若草山・春日山原始林(奈良市)

 2026年5月29日


猛暑にならないうちに、奈良の若草山(三笠山)と春日山原始林に出掛けることにする。おそらく15年ぶりくらいのこととなる。近鉄の列車内でも外国人の多さに驚かされたけれど、近鉄奈良駅を降りると、平日とは思えない大混雑状態にさらに驚かされる。



先に見えるのが若草山。古くは三笠山と読んでいたものを、宮家と同じ名前は畏れ多いと若草山と改名されたと聞く。遠目にも大勢の人が山麓の芝生エリアにいるのが見える。どうやら修学旅行や遠足の生徒たちのようだ。

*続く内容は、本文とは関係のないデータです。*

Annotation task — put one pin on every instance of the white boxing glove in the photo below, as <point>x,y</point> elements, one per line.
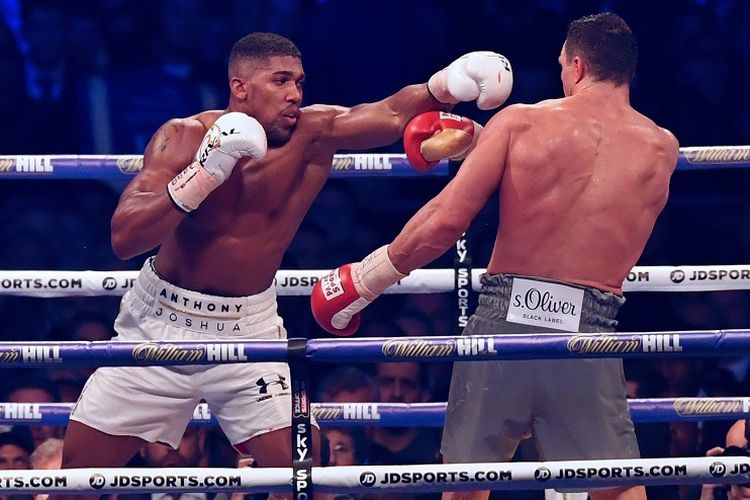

5月中旬から7月が鹿の出産期なんだそうだ。まだ産まれて間もないと思える子鹿が階段で眠っている。母鹿は子鹿に危機が迫るとが大激怒するので、決して子鹿には近寄らないようにとの注意書きが貼られ、なんと階段の半分、小鹿が眠る側は通行止めになっている。



入山料150円を支払い、いよいよ若草山に登る。延々と階段が続くうえに、日射が厳しく、早々に太腿が震えだす。登っていく人の半分以上は海外からの観光客のように見える。なんと裸足で登っている人もいる。



三笠山とも呼ばれるように三つの山が重った形をしている若草山の一重目のベンチに座りこんでいたら、なにやら左腕を鹿が舐めている。な、なんなんだ。



最初は気持ち悪かったけど徐々に慣れてきた。犬や猫に比べて、舌は大きく分厚い。牝鹿だと知ると、さらに悪い気はしない。そもそも、これまでの人生で、これほど動物に慕われたという記憶がない。こちらがじっとしているのを良いことに、ずっと舐め続けている。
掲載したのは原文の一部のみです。